What datastore is in the middle of all these pieces? Well, you guessed it, it’s a convoluted combination of SQL, Cassandra, and Elasticsearch. No, I’m just kidding, all those other conferences turned me down, so we decided to use Mongo instead! And thank god. So here is our new platform and it now comes with a price tag of [CLICK] $6,500/month. If you’ll remember from the earlier slide, our original cost was $60,000/month so this new platform is running at 10% of our earlier cost.
Massive cost savings, huge performance gains, transactional consistency instead for waiting for stuff to propagate to display, handful of services instead of hundreds of clusters to maintain.
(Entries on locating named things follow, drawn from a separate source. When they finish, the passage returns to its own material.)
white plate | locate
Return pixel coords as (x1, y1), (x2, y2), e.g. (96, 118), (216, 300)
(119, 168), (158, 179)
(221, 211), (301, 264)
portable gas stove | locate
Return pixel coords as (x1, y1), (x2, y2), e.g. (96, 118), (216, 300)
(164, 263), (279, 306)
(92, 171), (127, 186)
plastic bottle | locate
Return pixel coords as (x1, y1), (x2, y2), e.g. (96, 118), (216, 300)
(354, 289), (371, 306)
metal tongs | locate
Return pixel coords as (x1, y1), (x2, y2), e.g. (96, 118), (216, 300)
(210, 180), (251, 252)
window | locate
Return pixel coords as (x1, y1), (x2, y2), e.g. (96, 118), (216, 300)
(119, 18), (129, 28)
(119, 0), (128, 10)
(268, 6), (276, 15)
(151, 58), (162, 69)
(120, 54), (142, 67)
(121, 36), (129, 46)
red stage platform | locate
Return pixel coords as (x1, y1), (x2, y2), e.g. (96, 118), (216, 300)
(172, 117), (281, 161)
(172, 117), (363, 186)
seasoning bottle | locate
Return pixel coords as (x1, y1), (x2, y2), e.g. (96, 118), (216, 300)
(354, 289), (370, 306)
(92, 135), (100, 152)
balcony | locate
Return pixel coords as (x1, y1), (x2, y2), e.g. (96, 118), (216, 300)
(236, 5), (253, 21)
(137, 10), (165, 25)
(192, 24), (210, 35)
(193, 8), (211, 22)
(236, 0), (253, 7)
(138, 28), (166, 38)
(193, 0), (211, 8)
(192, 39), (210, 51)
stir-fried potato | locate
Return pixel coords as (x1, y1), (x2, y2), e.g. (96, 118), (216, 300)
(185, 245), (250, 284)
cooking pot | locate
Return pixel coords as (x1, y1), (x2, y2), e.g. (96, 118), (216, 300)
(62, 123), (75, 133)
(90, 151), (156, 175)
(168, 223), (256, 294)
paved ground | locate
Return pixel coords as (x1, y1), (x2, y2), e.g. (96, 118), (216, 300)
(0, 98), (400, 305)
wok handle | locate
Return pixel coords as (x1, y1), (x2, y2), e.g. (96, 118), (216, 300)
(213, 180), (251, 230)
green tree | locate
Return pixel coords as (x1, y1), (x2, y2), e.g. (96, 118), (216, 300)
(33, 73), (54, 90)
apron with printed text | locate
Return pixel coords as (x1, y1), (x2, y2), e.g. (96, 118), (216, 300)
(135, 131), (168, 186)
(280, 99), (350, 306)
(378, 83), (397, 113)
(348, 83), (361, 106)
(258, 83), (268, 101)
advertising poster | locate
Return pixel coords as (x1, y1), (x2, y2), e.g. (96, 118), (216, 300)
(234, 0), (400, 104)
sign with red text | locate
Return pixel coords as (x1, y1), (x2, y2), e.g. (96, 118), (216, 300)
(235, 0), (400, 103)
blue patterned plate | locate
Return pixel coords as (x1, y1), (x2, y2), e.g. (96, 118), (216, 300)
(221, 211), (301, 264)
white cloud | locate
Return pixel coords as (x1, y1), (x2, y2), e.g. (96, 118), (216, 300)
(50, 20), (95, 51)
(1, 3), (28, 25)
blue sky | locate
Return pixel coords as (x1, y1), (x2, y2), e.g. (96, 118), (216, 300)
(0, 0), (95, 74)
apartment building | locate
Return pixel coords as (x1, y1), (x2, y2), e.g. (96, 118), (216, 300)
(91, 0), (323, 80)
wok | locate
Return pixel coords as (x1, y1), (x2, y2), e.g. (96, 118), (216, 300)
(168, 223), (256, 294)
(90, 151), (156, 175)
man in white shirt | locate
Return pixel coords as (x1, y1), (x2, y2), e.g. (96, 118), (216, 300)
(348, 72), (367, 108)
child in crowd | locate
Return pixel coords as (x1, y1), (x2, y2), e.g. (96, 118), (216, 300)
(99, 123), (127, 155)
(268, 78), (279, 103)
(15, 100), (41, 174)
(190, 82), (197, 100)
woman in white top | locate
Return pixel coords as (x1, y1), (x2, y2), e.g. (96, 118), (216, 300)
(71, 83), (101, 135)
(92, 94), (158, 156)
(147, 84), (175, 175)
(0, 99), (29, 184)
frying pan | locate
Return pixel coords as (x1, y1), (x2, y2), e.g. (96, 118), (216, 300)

Great stuff; not without its challenges - but we’ll get into those next
It’s worth pointing out that this architecture is completely serverless or containerized. We have lambdas and a few dockerized autoscaling services. I’ll speak more about Atlas in the next few slides, but in terms of its place here, it fits great into this architecture where we just want to code and not worry about infrastructure.
Let’s talk about our DevOps decisions.
[CLICK] In its first iteration our cluster was some EC2 instances we provisioned by hand. We put together a few memory optimized instances as a replica set, figured out what ports to have access to what, installed Mongo.
It’s cheap, but not super easy to set up, and it wasn’t going to be a viable long-term solution.
We actually had an old cluster that was set up by hand and running a side job in production. We never saw any issues with it, but we weren’t going to risk it this time.
[CLICK] We did much better on the second iteration. We decided to use cloud manager which is still an option I would recommend to people on a budget
It was again cheap, the installation was easy and fast, it allowed us to upgrade mongo versions quickly and scale with the push of a button
A few kinks that we saw (and those are somewhat unique to our setup) had to do with dealing with our own VPCs within amazon (cloud manager didn’t have a seamless integration at the time)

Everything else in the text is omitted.